In a microservices-based online order processing system using a saga choreography approach with synchronous API calls, a customer places an order involving multiple microservices: Order Service, Inventory Service, and Payment Service. After successful order placement, the Inventory Service decrements stock, and the Payment Service processes the payment. If a failure occurs during the compensation transaction to refund the payment amount after multiple retries, how can the system automatically roll back the inventory update without manual intervention or introducing a single point of failure, given that no queue mechanism is used, and all communication is synchronous?
We are working on a microservices-based system for processing online orders. Our system has three main services: Order Service, Inventory Service, and Payment Service. When a customer places an order, these services work together to handle the process—reserving items, updating stock, and processing payments.
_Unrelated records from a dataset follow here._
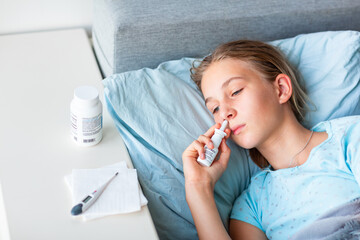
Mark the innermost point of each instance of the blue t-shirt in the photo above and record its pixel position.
(282, 202)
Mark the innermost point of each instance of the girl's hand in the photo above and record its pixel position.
(195, 174)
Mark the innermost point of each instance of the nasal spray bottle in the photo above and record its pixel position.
(210, 154)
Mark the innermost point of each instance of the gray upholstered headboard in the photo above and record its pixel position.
(130, 35)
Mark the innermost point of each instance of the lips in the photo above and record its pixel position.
(237, 129)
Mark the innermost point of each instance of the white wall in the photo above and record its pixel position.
(18, 16)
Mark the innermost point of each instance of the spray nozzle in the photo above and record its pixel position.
(223, 125)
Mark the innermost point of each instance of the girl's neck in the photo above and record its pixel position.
(285, 142)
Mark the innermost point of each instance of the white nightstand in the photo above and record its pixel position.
(38, 73)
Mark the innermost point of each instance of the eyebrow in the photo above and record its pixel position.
(224, 85)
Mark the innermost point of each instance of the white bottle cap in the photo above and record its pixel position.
(86, 95)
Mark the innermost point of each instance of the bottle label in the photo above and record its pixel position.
(86, 130)
(209, 153)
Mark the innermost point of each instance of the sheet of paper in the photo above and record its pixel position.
(122, 195)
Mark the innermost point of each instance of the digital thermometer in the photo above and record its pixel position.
(90, 199)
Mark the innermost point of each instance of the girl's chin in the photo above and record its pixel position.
(239, 140)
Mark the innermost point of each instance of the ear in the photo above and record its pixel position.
(283, 87)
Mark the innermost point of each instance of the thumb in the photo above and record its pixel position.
(225, 154)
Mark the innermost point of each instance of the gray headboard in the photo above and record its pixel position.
(130, 34)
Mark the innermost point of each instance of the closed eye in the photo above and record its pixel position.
(236, 92)
(215, 110)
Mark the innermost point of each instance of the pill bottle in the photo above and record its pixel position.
(86, 116)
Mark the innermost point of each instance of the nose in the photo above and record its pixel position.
(227, 113)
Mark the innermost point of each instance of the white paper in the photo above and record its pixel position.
(122, 195)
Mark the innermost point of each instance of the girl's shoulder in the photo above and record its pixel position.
(338, 126)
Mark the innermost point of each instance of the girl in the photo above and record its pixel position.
(304, 172)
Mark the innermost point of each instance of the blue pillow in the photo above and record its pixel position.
(329, 63)
(159, 112)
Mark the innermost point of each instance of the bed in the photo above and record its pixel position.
(145, 50)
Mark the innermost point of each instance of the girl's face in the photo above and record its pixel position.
(235, 91)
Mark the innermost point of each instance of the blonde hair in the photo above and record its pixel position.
(268, 61)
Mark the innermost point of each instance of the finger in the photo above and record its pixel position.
(211, 130)
(206, 140)
(228, 133)
(199, 147)
(225, 154)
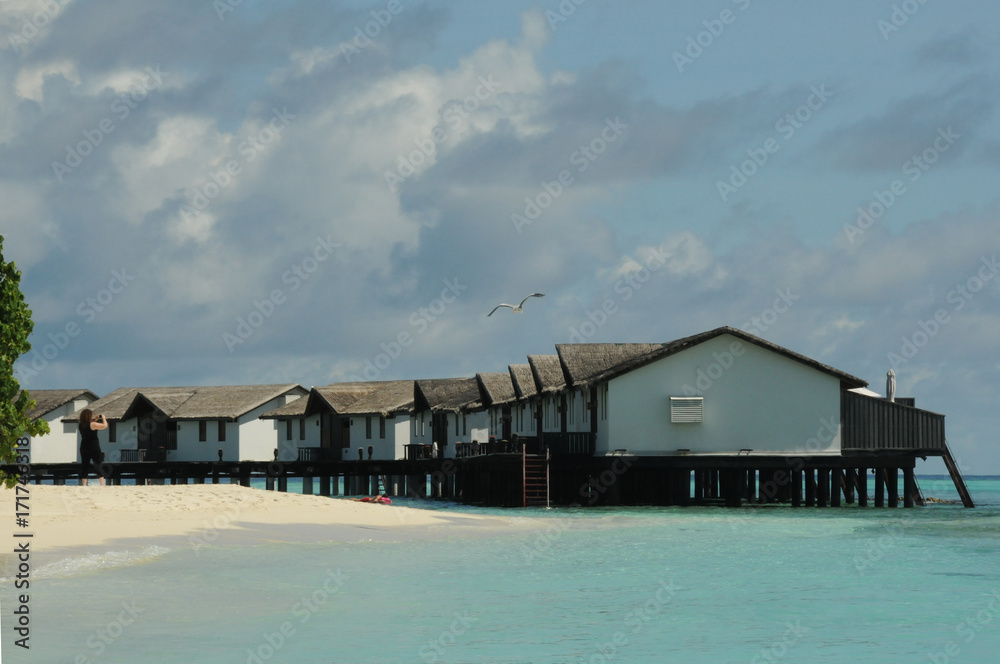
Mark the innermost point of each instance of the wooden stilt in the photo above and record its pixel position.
(823, 487)
(892, 484)
(909, 487)
(731, 487)
(836, 486)
(880, 487)
(699, 485)
(810, 474)
(956, 477)
(850, 482)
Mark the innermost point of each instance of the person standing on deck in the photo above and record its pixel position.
(90, 446)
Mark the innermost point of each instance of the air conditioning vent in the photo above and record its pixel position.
(685, 410)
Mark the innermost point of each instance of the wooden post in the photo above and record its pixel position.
(731, 486)
(699, 485)
(823, 486)
(892, 483)
(836, 486)
(909, 488)
(810, 487)
(880, 487)
(850, 479)
(796, 476)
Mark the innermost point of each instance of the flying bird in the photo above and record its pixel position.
(516, 309)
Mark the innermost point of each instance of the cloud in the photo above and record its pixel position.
(908, 127)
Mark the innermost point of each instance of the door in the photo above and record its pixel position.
(152, 437)
(326, 430)
(593, 410)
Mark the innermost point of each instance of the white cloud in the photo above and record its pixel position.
(31, 80)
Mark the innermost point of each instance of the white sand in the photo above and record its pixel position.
(75, 516)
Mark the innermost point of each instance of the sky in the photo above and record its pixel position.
(233, 192)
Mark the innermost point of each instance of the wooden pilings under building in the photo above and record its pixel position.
(499, 479)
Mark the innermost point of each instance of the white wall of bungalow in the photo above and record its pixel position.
(293, 433)
(522, 419)
(247, 438)
(62, 443)
(387, 436)
(462, 427)
(753, 398)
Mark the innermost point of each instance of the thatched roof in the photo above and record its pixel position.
(48, 400)
(497, 387)
(523, 380)
(297, 408)
(548, 374)
(335, 397)
(388, 398)
(591, 375)
(448, 394)
(583, 361)
(226, 402)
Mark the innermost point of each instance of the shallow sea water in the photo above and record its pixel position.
(610, 585)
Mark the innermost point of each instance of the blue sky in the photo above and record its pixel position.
(204, 196)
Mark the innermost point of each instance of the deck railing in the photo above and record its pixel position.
(313, 454)
(571, 443)
(874, 424)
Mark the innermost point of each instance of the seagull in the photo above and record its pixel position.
(516, 309)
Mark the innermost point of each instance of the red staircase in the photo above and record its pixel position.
(535, 478)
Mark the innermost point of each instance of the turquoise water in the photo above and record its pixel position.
(622, 585)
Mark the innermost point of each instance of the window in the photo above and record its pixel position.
(171, 442)
(686, 410)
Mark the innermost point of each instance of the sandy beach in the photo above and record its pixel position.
(95, 516)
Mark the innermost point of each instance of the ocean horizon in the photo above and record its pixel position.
(636, 584)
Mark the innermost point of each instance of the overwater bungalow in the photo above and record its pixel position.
(61, 444)
(449, 413)
(190, 423)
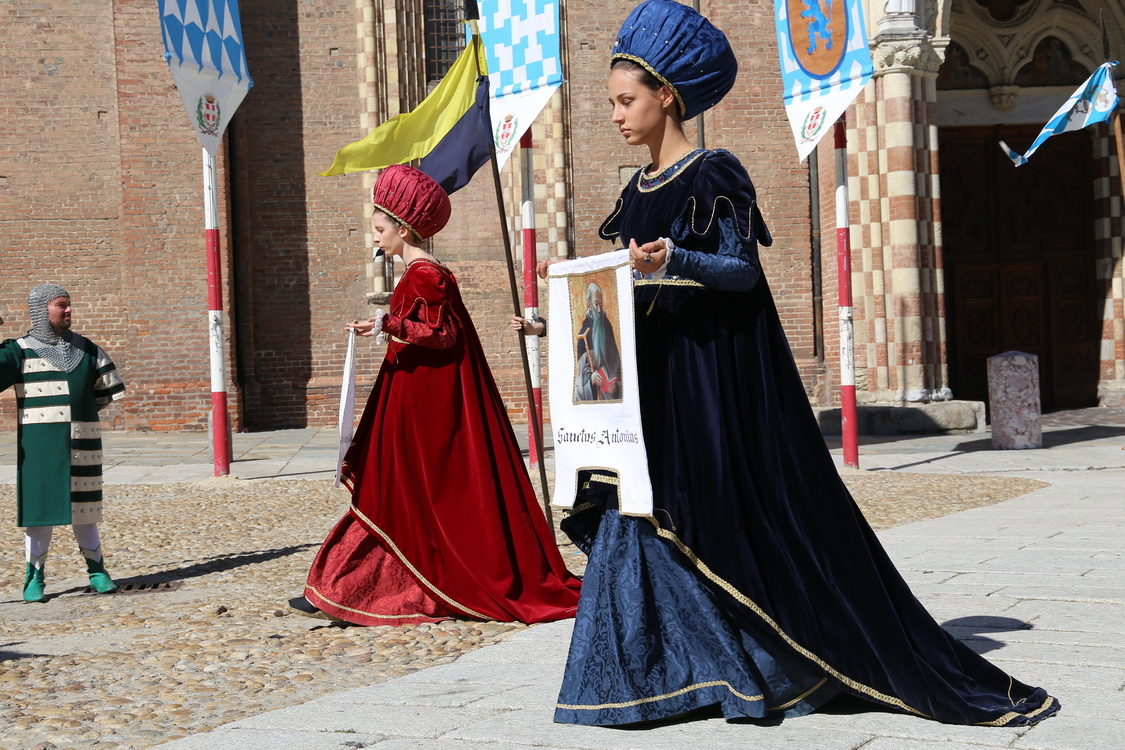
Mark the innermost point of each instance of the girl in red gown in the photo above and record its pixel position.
(443, 521)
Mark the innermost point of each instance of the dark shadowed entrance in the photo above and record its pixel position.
(1019, 260)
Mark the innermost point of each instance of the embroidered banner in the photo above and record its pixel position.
(595, 408)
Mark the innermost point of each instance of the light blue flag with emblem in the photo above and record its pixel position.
(522, 45)
(203, 45)
(825, 63)
(1092, 102)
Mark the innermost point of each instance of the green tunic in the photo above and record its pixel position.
(59, 477)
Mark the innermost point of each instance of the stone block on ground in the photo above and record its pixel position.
(1014, 398)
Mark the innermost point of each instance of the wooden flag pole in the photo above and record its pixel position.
(1121, 151)
(537, 434)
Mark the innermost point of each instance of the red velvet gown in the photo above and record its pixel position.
(443, 521)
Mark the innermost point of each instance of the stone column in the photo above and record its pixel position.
(906, 65)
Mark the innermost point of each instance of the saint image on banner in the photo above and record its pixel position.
(597, 359)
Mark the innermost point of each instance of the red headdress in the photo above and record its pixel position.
(412, 198)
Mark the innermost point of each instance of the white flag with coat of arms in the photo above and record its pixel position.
(1092, 102)
(203, 45)
(825, 63)
(522, 45)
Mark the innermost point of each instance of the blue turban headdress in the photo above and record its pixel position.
(684, 51)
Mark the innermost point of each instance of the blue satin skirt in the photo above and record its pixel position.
(651, 641)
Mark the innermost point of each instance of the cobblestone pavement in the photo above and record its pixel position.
(132, 670)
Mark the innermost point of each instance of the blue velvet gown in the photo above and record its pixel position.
(757, 585)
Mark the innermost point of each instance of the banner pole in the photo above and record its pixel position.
(848, 427)
(531, 292)
(1121, 151)
(536, 433)
(219, 422)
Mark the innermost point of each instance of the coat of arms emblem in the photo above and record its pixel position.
(208, 115)
(505, 132)
(812, 124)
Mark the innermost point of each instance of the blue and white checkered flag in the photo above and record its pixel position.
(203, 45)
(1092, 102)
(522, 43)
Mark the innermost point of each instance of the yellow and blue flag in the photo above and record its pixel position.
(449, 130)
(1092, 102)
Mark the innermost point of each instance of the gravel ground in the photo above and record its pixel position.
(131, 670)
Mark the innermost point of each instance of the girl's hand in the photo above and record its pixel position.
(528, 327)
(649, 256)
(541, 268)
(362, 327)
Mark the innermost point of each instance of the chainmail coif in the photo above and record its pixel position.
(52, 346)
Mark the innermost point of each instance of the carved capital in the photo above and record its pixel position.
(1004, 97)
(898, 54)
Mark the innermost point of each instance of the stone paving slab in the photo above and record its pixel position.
(1105, 680)
(421, 722)
(503, 696)
(536, 728)
(267, 739)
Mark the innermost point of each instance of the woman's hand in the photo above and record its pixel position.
(649, 256)
(541, 268)
(363, 327)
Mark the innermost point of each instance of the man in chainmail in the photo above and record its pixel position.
(62, 380)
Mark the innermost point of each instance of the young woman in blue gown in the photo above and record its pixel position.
(756, 584)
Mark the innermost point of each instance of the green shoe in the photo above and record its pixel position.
(99, 579)
(33, 585)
The challenge we’re facing is how to handle failures and rollbacks. For example, if the payment process fails after the inventory has been updated, we need to undo the stock update to maintain consistency. We’re trying to solve this problem using a saga choreography approach, where each service communicates with the others through synchronous API calls.
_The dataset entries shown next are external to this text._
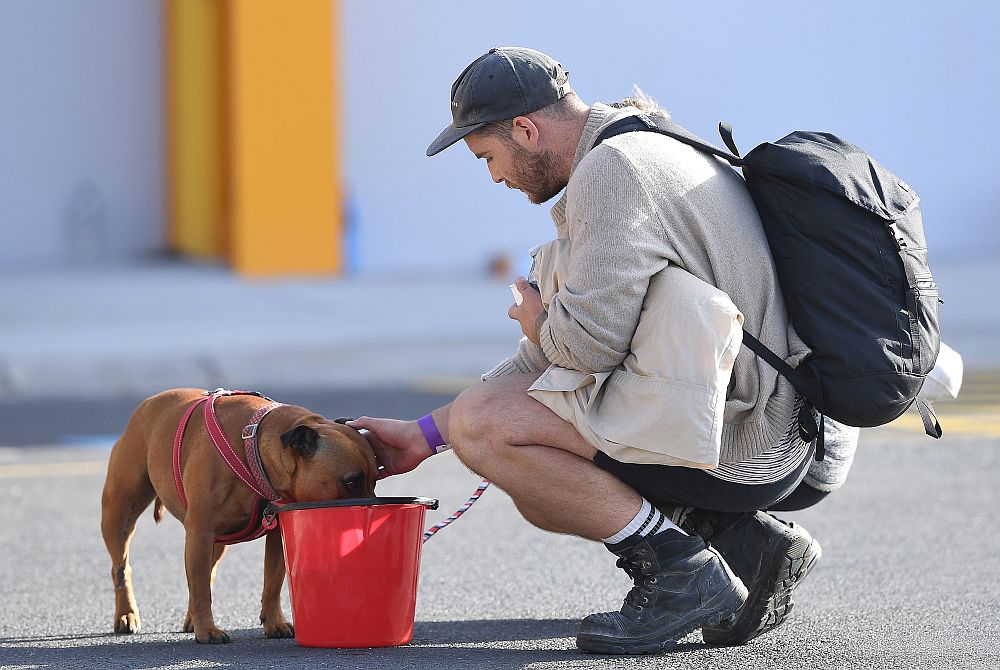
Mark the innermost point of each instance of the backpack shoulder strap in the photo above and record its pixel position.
(664, 126)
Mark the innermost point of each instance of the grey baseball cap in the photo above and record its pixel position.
(502, 83)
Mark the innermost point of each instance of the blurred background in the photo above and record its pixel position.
(202, 190)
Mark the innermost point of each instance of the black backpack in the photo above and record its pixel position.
(848, 245)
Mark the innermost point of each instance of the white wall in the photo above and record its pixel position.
(914, 83)
(81, 132)
(81, 112)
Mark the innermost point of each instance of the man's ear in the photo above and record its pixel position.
(525, 132)
(303, 439)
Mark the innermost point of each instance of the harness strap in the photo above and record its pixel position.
(225, 450)
(254, 462)
(178, 440)
(254, 477)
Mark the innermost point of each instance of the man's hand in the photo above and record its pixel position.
(399, 446)
(530, 313)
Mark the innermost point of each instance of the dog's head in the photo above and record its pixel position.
(330, 461)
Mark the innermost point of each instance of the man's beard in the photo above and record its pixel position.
(535, 174)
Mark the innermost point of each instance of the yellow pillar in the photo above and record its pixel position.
(284, 192)
(195, 127)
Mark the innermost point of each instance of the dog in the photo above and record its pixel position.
(304, 458)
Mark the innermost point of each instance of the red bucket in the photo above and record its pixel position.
(352, 569)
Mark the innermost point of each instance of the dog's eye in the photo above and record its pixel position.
(354, 483)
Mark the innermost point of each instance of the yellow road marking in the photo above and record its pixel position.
(33, 470)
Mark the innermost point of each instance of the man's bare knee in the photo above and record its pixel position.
(468, 429)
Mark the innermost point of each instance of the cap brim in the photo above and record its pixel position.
(450, 135)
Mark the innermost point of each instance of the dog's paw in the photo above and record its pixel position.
(127, 623)
(278, 630)
(212, 635)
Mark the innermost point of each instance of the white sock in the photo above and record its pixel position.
(648, 521)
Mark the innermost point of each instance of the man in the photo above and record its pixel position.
(632, 207)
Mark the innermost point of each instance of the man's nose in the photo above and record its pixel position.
(495, 176)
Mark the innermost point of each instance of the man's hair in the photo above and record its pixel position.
(560, 109)
(641, 101)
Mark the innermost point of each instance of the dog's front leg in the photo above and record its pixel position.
(275, 624)
(199, 555)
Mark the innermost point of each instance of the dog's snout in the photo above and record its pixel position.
(354, 483)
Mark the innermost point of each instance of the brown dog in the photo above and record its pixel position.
(305, 457)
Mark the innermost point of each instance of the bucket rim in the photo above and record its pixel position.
(274, 508)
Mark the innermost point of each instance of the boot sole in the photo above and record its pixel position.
(721, 609)
(770, 601)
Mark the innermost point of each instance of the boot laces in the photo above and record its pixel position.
(637, 568)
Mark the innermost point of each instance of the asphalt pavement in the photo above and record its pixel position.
(909, 576)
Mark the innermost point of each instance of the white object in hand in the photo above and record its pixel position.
(518, 298)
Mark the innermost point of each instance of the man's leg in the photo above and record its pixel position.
(541, 461)
(546, 467)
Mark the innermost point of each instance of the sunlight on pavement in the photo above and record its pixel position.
(976, 412)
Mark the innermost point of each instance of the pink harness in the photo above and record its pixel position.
(251, 473)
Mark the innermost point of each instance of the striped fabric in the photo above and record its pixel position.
(771, 465)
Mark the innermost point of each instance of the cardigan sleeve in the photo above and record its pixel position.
(529, 358)
(617, 245)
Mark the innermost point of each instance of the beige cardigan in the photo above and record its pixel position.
(635, 205)
(664, 403)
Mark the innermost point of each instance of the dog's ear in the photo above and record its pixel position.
(303, 439)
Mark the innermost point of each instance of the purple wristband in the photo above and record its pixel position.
(431, 433)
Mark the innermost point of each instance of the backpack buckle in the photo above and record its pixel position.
(896, 237)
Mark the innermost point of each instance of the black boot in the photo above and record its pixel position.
(770, 556)
(680, 584)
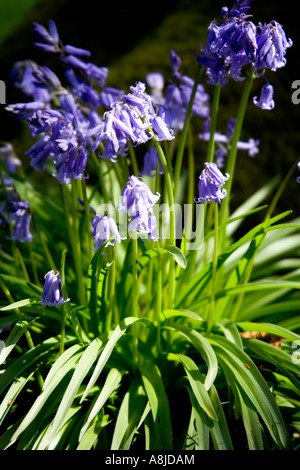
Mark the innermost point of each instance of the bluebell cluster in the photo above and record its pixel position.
(235, 42)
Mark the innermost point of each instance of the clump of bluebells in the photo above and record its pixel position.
(117, 154)
(71, 123)
(235, 44)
The main difficulty is ensuring that if a compensating action, like refunding a payment, fails, we can still roll back other actions (like updating inventory) without manual intervention. We can’t use message queues or other asynchronous mechanisms, which makes it harder to coordinate these compensations and prevent inconsistencies. We’re looking for a solution that can handle these situations automatically and reliably, without creating a single point of failure.
We tried implementing the saga choreography pattern with synchronous API calls between our microservices (Order Service, Inventory Service, and Payment Service). The idea was that each service would call the next one in line and handle compensations if something went wrong.
Here’s what we did:
Order Placement: The Order Service created an order and called the Inventory Service to update the stock.
Stock Update: The Inventory Service decremented the stock and then called the Payment Service to process the payment.
Payment Processing: The Payment Service processed the payment and confirmed the transaction.
We expected that if any step failed, the services would call each other to perform compensating actions. For example, if the payment failed, the Inventory Service would be called to revert the stock update.
What We Expected:
Automatic Compensation: We expected the system to automatically roll back previous actions if something went wrong, ensuring data consistency across all services.
Reliability: We aimed for a reliable process without manual intervention, even in cases of failure, and without introducing a single point of failure.
However, we encountered issues with handling compensation transactions, especially when they failed after multiple retries. This made it challenging to maintain consistency without manual intervention, and we needed a way to ensure that compensations (like rolling back inventory updates) could be reliably performed.